In this case, petitioner was hand-delivered the notice of suspension on September 14, prior to the commencement of the suspension.  The September 14 letter informed petitioner that the student was being suspended for five days, from September 19 through September 25.  The letter further informed petitioner that she was entitled to an informal conference to discuss the suspension and an opportunity to “meet any complainants.”  I find that this letter, which was hand-delivered prior to the imposition of the suspension, was adequate to give petitioner notice and opportunity for an informal conference at which she could confront complaining witnesses.  Accordingly, I will not expunge the five-day principal’s suspension from September 19 through September 25 from the student’s record.

Regarding the continuation of the student’s short-term suspension during the superintendent’s hearing from September 26 through the date the decision was rendered on October 1, Education Law §3214(3)(c) mandates that a suspension may not continue beyond five school days unless and until the student has been afforded an opportunity for a hearing and a determination adverse to the interests of that student has been made (Ross v. Disare, 500 F Supp 928; MacDonald v. Tompkins, 67 Misc2d 338; Appeal of Spensieri, 40 Ed Dept Rep 51, Decision No. 14,419).

In this case, the student’s five-day suspension was to end on September 25.  However, petitioner requested an adjournment of the September 24 hearing date and the hearing resumed on September 27.  Under these circumstances, continuation of the student’s suspension through September 27 was not improper (Ross v. Disare, 500 FSupp 928).  However, the superintendent’s decision was not rendered until Monday, October 1, which was beyond the fifth day of the student’s suspension.  Because Education Law §3214(3)(c) requires that a student be readmitted to school unless a hearing is held and a decision rendered thereon within the initial five-day suspension period, the student’s suspension from September 28 through October 1 must be expunged (Appeal of D.H., 47 Ed Dept Rep 77, Decision No. 15,631; Appeal of McMahon, et al., 38 id. 22, Decision No. 13,976).

Petitioner also challenges the student’s long-term suspension imposed by the superintendent.  In cases of student discipline, the sanction imposed must be proportionate to the severity of the offense involved.  The test to be applied in reviewing a penalty is whether it is so excessive as to warrant substitution of the Commissioner’s judgment for that of the board of education (Appeal of B.M., 48 Ed Dept Rep 441, Decision No. 15,909; Appeal of F.W., 48 id. 399, Decision No. 15,897).  Here, I do not find that suspension for one quarter of the school year was excessive.  In an affidavit, the superintendent explained her reasoning in issuing the penalty; namely, that the student exercised “reckless disregard for authority” and engaged in “excessive violence.”  Given this reasoning, and based upon the record before me, including the student’s admission to the second amended charge, I find no basis upon which to expunge the student’s suspension from October 2, 2012 through April 12, 2013.[2]

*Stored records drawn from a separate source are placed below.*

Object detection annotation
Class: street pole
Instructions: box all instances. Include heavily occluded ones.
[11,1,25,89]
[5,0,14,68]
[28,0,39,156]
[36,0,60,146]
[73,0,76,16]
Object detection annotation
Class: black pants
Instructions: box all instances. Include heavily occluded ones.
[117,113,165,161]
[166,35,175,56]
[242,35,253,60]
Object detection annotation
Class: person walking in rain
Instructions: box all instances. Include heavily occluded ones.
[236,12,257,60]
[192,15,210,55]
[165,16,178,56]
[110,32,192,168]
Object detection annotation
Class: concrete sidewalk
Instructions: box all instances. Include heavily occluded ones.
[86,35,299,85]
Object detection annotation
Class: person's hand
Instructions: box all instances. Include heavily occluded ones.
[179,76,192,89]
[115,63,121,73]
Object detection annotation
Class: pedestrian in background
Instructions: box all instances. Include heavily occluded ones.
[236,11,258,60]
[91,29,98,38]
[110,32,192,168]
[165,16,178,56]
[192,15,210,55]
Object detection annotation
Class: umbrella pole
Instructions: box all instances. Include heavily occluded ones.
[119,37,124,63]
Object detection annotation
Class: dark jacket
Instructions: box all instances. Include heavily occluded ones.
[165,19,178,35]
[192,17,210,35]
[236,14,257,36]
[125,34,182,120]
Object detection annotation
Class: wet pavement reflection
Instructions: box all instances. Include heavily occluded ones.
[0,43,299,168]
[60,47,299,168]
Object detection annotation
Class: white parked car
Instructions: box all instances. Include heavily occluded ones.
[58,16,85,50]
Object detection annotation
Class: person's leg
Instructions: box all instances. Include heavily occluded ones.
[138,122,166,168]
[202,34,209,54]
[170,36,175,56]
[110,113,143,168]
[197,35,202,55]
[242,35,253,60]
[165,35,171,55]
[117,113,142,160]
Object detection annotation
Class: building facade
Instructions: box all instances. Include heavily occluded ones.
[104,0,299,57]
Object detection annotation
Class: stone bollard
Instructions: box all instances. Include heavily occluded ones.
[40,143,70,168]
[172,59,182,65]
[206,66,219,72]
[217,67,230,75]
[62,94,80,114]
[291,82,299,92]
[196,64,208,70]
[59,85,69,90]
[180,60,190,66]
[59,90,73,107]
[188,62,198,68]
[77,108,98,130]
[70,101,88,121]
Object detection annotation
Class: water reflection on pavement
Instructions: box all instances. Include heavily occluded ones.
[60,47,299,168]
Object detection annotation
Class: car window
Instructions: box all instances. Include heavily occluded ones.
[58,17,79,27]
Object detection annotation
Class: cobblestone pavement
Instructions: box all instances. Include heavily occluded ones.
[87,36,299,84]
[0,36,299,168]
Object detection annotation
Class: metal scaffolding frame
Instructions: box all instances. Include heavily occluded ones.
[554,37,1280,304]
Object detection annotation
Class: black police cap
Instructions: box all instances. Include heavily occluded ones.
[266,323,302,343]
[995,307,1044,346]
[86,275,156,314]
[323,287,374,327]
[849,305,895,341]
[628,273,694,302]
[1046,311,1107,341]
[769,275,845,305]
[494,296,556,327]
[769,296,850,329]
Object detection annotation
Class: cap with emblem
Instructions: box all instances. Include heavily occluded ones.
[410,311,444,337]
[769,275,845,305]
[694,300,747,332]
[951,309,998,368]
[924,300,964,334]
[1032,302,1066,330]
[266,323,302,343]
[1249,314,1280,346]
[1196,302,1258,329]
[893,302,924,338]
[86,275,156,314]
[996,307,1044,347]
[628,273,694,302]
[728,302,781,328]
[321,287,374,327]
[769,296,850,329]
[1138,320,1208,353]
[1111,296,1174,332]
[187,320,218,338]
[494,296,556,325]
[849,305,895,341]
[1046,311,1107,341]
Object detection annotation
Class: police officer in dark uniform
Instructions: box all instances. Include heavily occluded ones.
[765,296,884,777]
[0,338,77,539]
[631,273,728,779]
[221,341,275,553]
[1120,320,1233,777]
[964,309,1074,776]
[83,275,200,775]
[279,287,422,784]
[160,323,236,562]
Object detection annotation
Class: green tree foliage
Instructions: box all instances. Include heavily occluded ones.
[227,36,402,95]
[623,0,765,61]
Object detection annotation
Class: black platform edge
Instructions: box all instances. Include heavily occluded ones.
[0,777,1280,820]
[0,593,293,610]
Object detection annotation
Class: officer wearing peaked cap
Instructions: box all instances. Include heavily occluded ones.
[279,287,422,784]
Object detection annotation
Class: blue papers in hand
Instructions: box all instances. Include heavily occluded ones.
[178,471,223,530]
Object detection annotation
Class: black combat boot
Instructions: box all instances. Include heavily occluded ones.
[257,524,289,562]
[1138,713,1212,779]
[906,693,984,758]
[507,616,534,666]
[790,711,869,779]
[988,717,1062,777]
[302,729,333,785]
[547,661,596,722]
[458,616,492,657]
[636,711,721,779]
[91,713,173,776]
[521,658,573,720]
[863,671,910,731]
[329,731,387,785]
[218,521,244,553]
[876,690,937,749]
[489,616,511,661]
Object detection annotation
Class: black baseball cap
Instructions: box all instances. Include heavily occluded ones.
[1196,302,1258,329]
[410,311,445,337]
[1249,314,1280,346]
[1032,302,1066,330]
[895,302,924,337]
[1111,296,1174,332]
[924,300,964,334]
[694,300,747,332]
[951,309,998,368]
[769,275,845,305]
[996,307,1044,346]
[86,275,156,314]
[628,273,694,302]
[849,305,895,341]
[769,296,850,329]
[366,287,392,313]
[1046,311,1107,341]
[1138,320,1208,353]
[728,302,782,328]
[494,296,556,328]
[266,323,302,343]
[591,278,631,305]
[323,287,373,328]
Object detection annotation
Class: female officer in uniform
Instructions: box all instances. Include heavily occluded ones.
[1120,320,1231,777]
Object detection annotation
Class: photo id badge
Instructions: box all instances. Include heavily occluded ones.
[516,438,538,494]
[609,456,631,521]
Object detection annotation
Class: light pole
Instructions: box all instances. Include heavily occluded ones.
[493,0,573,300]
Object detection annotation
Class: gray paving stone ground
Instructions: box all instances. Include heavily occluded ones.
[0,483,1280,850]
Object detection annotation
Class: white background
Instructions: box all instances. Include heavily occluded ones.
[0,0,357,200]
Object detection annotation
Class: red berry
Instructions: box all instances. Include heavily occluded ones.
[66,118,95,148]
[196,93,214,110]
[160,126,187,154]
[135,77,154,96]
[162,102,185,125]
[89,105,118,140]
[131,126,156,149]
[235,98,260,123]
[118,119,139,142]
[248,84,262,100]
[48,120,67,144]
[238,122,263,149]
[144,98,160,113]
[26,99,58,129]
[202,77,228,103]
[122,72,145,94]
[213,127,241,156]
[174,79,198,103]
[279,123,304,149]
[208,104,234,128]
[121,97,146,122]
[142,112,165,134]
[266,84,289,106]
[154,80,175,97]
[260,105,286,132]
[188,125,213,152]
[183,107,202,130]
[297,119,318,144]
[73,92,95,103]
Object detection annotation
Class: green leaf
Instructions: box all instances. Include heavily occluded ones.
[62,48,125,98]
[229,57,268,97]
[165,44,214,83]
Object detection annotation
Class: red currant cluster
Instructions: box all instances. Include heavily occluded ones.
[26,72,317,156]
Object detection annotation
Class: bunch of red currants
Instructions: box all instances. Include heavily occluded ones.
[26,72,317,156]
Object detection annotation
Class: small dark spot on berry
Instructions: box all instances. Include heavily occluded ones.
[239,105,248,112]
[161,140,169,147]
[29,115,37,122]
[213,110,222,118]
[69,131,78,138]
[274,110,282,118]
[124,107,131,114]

THE APPEAL IS SUSTAINED TO THE EXTENT INDICATED.

IT IS ORDERED that respondent’s suspension of the student between September 28, 2012 and October 1, 2012 be annulled and expunged from his record.

END OF FILE

 

[1] The amended charge read, in pertinent part, that the student “participated in a riot-like scenario,” instead of the original charge that the student had “caused a riot-like scenario.”

 

[2] Given this disposition, I need not address respondent’s argument that the hearing officer’s rejection of petitioner’s “defense of others” claim is entitled to deference as a credibility determination.